В избе казалось долго никого не было. Раб сидел не двигаясь в каком-то мутном забытьи, обрывки фраз, растерзанных слов монотонно катились по кругу сознания, гулко стучало в висках.
«Как же жить?..— вдруг выплыл вопрос и стер в памяти все остальное, прокручиваясь словно на ленте, склеенной в кольцо.— Мне не верят… ее унижают… Как же жить?»
Тяжелые шаги прошаркали за стеной, открылась дверь, и изможденная мокрая троица обессиленно опустилась на скамью.
— Ну, погоди,— сквозь одышку сказал отец.— Я с тобой дома поговорю…
Раб видел только ее. Откинувшись к столу, запрокинув голову, бледная, замученная, насквозь промокшая, сидела она, закрыв глаза синими тонкими веками.
«Что они с тобой сделали?» — мучительно подумал он, и она услышала безмолвный вопль, открыла глаза. Они посмотрели друг в друга — два маленьких затравленных зверька.
— Прости…— сказала она.
Руки ее безвольно упали вниз, ладонями на лоснящуюся скамью и мелко дрожали.
— Да…— сказал он.— Тебе переодеться надо.
Она с трудом встала, прошла, взяла его лицо в ладони.
— Видите?! — задохнувшись от неожиданности, пискляво закричал отец, обращаясь к милиционеру.
— Шли бы вы, гражданин, в машину,— устало ответил тот.
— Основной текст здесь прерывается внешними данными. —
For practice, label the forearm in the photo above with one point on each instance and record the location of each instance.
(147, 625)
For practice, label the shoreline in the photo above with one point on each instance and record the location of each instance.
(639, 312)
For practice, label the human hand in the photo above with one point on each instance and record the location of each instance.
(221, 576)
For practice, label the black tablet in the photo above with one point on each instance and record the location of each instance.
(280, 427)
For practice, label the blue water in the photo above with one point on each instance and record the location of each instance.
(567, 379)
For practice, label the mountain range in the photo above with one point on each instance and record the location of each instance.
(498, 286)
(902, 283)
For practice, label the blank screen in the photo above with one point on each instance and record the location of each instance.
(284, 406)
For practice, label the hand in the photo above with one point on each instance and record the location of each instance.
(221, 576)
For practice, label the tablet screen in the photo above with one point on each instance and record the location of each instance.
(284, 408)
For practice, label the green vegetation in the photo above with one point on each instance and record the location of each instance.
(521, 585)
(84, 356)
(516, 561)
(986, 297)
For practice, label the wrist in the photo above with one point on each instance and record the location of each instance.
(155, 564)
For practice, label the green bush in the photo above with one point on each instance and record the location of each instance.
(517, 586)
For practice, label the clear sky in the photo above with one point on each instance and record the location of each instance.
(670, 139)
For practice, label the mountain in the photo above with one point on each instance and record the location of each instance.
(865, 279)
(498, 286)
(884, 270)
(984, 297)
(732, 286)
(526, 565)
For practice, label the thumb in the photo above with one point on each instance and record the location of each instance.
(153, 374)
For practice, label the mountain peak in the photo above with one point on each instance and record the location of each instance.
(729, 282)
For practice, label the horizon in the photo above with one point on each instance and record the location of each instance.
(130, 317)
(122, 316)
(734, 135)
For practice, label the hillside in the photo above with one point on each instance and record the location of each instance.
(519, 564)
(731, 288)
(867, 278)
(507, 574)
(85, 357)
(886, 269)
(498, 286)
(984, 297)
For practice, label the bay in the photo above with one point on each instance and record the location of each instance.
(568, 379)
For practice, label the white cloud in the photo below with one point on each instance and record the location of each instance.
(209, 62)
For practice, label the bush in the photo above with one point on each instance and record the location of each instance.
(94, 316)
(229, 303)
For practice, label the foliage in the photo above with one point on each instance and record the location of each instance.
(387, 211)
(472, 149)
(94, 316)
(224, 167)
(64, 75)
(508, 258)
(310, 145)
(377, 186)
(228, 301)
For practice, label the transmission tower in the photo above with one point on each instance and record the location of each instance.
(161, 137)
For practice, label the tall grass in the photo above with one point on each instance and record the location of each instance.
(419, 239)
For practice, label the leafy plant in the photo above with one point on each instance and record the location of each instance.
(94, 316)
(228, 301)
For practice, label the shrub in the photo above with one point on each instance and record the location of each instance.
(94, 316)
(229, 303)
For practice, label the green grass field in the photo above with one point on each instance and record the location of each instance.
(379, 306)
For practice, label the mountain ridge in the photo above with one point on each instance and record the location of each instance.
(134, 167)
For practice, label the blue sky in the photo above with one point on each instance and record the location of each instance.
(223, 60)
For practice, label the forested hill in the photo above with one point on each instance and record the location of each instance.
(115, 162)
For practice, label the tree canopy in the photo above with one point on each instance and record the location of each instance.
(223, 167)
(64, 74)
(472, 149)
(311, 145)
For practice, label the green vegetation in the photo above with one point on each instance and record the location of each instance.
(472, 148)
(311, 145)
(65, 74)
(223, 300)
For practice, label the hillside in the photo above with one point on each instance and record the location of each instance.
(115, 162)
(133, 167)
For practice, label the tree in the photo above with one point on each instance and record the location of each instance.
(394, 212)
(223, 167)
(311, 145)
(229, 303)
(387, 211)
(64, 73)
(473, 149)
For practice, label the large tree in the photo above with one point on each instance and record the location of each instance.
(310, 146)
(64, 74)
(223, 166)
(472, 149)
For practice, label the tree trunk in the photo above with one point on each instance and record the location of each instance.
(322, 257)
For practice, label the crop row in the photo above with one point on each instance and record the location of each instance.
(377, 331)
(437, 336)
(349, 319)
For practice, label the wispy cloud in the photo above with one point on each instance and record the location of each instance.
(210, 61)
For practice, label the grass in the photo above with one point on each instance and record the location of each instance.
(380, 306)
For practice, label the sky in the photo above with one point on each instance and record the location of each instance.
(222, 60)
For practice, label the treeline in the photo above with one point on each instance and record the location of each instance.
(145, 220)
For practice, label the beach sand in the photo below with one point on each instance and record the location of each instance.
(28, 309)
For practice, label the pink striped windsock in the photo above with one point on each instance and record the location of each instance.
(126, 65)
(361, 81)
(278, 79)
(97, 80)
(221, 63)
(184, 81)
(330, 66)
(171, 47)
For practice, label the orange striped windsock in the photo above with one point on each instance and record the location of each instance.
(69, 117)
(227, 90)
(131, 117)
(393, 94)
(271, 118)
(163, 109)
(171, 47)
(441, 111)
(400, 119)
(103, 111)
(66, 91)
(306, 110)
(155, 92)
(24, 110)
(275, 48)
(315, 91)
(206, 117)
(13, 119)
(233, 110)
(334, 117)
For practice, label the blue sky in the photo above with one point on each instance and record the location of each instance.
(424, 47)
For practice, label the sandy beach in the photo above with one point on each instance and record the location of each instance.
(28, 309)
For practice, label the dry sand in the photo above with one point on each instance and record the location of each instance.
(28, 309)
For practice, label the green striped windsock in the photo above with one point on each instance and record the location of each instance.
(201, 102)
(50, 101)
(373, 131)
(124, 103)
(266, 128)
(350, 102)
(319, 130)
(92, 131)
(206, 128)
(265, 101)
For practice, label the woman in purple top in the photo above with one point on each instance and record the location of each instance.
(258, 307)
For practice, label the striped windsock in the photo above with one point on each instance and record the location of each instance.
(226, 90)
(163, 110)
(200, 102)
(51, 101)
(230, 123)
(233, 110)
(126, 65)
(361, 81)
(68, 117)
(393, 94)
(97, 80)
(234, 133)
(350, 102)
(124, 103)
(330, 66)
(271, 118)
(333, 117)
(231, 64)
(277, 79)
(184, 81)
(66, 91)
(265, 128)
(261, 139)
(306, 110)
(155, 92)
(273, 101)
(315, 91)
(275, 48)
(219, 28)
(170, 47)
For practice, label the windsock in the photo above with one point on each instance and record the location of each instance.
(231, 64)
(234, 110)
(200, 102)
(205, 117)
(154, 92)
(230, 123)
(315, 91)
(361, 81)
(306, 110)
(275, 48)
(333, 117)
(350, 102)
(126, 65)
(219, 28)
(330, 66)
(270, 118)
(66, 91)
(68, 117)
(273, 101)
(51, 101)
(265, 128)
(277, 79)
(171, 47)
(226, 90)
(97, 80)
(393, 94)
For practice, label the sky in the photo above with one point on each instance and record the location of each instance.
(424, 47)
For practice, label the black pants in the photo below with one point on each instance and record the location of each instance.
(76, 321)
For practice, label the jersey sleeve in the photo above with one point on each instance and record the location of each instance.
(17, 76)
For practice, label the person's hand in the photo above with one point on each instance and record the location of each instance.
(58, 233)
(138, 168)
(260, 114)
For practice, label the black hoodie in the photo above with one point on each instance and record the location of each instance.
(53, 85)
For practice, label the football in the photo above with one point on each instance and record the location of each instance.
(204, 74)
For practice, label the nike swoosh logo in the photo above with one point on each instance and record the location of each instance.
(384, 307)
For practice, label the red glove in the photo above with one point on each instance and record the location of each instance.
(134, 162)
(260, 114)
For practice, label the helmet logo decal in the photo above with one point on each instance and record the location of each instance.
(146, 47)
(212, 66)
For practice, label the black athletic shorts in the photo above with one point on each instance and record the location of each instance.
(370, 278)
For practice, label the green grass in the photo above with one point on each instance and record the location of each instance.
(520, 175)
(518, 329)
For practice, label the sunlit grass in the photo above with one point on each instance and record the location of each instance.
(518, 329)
Вам же спокойнее…
Никого не было для них в этой избе. Принцесса гладила его волосы. Другую ладонь ее он прижимал к своей щеке большой горячей рукой.
— Ты не понял,— сказала она.— Я уезжаю… У меня нет больше сил…
— Переоденься,— повторил он.— У меня есть сухое белье…
— Нет! — громко сказала она.— Пусть заболею. Пусть… И умру.
— Ладно, — сказал милиционер. — Пошли, граждане, у меня смена кончилась…
Он пропустил отца и дочь в дверь, снова сел.
— Ты, парень, вот что… В машину тебя не берут… Да оно тебе и не надо. Будь мужчиной! Понял?